This is a work in progress patch that adds the ability to specify an AST dump format on the command line. By default, we continue to dump the AST with its usual tree view, but users can now optionally pass -ast-dump=json to dump to a machine-readable JSON format that makes it easier for third parties to consume the Clang AST in some fashion.
The patch can currently handle dumping a fair amount of declaration information, some statements, and very few expressions. I got it to the point where it was showing useful output in roughly the correct format, but I wanted to get community feedback for continuing the implementation. Once the current approach gains consensus, my plan is to commit the WIP and then do subsequent commits with post-commit review to finish the implementation (unless the changes are somehow interesting enough to warrant pre-commit review, of course).
The hybrid approach of using some LLVM JSON functionality and some streaming functionality is purposeful for performance reasons (collecting the entire AST into memory in a second form means ~2x the memory usage for the AST, which can be prohibitive for large compilation units).
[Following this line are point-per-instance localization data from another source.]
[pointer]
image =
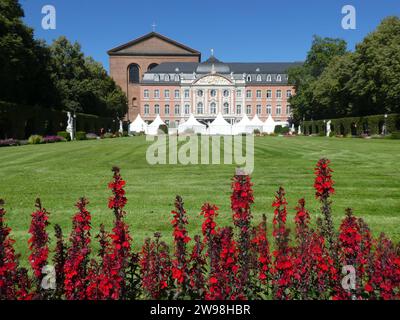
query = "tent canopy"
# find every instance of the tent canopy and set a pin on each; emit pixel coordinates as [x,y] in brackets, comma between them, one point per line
[152,129]
[243,126]
[220,126]
[269,125]
[138,125]
[192,124]
[256,122]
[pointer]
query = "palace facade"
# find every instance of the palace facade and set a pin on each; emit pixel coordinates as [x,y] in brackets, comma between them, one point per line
[163,77]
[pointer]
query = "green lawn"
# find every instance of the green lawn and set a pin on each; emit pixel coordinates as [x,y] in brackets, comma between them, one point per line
[367,177]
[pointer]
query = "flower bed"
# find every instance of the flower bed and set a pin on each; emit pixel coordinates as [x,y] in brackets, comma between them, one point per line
[225,263]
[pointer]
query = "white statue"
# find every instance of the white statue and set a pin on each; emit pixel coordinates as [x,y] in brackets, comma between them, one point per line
[328,128]
[70,125]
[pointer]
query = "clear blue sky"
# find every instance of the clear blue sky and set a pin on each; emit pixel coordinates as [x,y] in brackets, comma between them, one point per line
[238,30]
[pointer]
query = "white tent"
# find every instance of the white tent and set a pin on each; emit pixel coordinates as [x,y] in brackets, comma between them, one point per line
[257,124]
[269,125]
[138,125]
[243,126]
[192,124]
[152,129]
[220,126]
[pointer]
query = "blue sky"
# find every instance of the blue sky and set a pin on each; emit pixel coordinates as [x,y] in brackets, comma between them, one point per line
[244,30]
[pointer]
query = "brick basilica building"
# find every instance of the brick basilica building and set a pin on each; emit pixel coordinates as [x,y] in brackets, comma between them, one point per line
[163,77]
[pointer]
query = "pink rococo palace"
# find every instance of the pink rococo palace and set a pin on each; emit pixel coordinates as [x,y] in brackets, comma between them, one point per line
[163,77]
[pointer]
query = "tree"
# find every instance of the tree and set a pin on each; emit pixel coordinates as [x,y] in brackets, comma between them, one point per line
[304,77]
[375,84]
[82,83]
[24,74]
[332,97]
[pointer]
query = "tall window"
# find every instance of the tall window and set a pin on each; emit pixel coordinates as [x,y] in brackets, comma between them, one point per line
[248,109]
[200,108]
[152,66]
[226,108]
[187,108]
[133,72]
[213,108]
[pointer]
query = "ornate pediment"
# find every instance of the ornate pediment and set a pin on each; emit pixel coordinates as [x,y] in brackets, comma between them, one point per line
[213,80]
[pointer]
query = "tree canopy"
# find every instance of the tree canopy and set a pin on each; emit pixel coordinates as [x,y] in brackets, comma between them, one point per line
[336,83]
[57,76]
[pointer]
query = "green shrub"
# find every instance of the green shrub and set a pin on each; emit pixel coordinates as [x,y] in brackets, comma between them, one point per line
[395,135]
[35,139]
[285,130]
[163,128]
[80,135]
[108,135]
[278,129]
[65,135]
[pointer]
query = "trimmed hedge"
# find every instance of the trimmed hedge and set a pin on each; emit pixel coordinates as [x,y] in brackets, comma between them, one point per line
[20,121]
[355,126]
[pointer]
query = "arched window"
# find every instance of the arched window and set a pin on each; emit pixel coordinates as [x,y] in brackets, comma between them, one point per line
[213,108]
[226,108]
[133,73]
[187,108]
[152,66]
[200,108]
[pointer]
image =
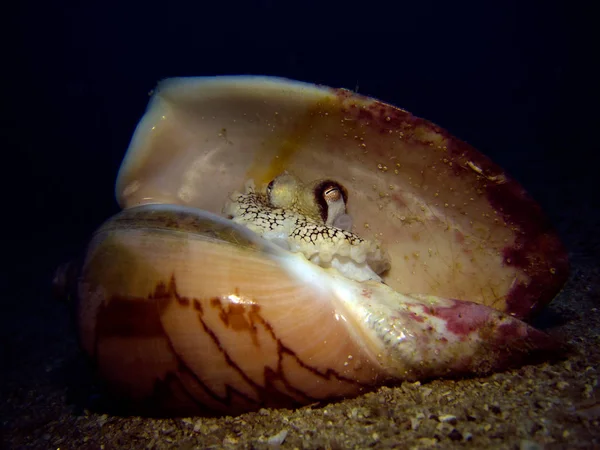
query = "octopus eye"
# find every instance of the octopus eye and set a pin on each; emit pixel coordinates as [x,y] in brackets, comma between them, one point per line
[270,188]
[332,194]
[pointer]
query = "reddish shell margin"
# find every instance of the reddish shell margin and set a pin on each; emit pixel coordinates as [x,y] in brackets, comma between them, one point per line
[537,250]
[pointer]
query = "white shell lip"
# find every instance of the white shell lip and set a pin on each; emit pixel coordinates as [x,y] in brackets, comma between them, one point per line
[453,223]
[178,93]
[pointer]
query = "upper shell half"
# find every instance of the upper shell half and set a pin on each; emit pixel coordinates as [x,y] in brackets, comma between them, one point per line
[454,224]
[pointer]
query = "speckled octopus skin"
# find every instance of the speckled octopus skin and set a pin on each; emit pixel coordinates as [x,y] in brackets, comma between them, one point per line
[297,232]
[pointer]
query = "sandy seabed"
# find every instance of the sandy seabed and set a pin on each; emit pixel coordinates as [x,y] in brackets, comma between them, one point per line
[45,391]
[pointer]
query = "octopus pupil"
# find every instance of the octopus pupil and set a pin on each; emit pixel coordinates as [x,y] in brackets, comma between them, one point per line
[332,193]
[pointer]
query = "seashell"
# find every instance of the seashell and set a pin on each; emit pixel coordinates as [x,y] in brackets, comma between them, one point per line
[282,243]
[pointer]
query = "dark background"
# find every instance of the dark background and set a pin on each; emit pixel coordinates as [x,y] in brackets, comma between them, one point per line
[514,79]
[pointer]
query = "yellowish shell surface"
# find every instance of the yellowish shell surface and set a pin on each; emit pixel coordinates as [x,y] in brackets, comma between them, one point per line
[187,305]
[449,218]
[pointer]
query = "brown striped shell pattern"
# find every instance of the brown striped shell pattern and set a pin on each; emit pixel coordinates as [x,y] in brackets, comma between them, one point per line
[282,243]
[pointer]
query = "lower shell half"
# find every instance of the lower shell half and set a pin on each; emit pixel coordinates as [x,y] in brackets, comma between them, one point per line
[184,312]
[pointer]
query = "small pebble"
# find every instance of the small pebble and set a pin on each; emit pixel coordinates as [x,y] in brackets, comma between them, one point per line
[278,438]
[455,435]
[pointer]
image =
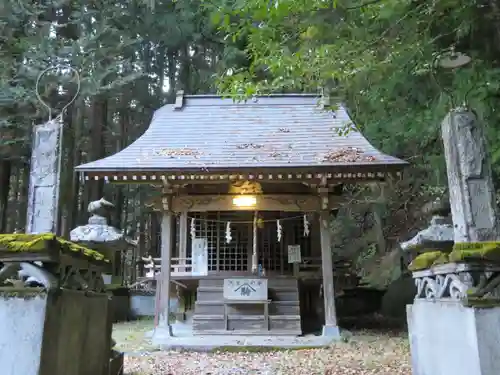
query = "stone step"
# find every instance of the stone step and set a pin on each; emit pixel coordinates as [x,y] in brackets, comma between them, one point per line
[242,323]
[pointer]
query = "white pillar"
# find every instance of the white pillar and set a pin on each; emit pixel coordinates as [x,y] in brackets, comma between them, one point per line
[330,328]
[163,329]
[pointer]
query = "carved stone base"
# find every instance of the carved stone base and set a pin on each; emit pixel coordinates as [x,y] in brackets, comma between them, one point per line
[456,281]
[447,338]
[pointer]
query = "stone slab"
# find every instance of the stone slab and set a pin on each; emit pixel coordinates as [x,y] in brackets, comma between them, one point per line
[447,338]
[21,338]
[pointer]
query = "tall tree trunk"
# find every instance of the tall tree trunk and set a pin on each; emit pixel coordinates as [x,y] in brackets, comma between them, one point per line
[99,118]
[5,173]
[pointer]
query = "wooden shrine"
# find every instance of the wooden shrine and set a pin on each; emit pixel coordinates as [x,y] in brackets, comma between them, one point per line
[248,189]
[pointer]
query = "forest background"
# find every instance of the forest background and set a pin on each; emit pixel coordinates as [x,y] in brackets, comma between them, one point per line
[375,56]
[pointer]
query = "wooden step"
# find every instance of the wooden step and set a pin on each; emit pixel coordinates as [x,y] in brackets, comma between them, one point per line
[222,332]
[246,317]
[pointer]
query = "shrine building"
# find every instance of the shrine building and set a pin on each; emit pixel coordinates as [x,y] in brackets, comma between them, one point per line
[249,190]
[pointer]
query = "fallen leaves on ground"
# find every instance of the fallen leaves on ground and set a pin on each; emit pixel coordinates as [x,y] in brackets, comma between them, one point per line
[365,354]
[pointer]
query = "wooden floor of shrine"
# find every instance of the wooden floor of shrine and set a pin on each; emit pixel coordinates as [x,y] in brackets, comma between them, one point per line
[286,300]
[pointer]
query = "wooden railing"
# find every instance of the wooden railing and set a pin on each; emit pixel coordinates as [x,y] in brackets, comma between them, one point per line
[178,267]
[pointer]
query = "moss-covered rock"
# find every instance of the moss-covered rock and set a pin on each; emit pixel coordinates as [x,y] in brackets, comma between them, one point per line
[23,293]
[42,242]
[476,252]
[427,260]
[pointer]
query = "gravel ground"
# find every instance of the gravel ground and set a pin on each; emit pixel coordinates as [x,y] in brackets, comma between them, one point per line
[365,353]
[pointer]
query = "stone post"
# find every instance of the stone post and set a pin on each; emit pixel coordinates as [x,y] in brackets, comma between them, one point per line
[43,193]
[472,195]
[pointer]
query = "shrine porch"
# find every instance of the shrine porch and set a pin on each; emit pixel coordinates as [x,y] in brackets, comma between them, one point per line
[276,313]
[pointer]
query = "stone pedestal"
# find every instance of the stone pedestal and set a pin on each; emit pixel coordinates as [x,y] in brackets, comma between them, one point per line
[447,338]
[56,333]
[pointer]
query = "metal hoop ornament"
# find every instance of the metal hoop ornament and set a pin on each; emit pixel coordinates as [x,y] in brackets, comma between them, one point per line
[37,86]
[450,60]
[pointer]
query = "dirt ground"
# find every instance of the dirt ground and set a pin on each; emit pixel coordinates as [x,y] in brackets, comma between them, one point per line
[363,353]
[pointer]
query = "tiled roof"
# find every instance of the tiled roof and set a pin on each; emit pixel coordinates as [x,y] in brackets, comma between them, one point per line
[209,132]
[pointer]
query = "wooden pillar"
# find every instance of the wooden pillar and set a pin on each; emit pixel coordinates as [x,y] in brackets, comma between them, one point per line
[183,227]
[164,329]
[330,328]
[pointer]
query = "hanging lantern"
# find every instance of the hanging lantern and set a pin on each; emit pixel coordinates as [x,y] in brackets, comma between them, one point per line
[279,230]
[229,238]
[193,229]
[306,226]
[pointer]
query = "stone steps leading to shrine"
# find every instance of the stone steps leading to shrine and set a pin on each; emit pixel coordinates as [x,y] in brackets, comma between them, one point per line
[284,311]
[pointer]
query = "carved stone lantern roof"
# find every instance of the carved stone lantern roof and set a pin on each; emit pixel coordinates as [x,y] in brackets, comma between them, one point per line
[438,236]
[97,232]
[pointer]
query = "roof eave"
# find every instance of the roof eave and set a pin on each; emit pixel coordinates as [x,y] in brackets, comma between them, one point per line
[373,166]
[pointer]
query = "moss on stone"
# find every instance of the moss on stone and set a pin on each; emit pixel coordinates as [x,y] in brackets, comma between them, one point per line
[38,243]
[476,252]
[483,303]
[427,260]
[23,293]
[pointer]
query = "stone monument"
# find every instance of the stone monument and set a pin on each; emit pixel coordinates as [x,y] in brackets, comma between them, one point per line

Testing this functionality with FileCheck is quite verbose, so if someone has suggestions for a better way to test the JSON output, I'd be happy to consider it.
I think we've talked about this before, but I don't think growing interfaces like this is the best way forward. An enum is a less-good replacement for an object (ie making the user of the API responsible for creating the dumper they want to use).
I think that could be made more convenient in the future. What do you think?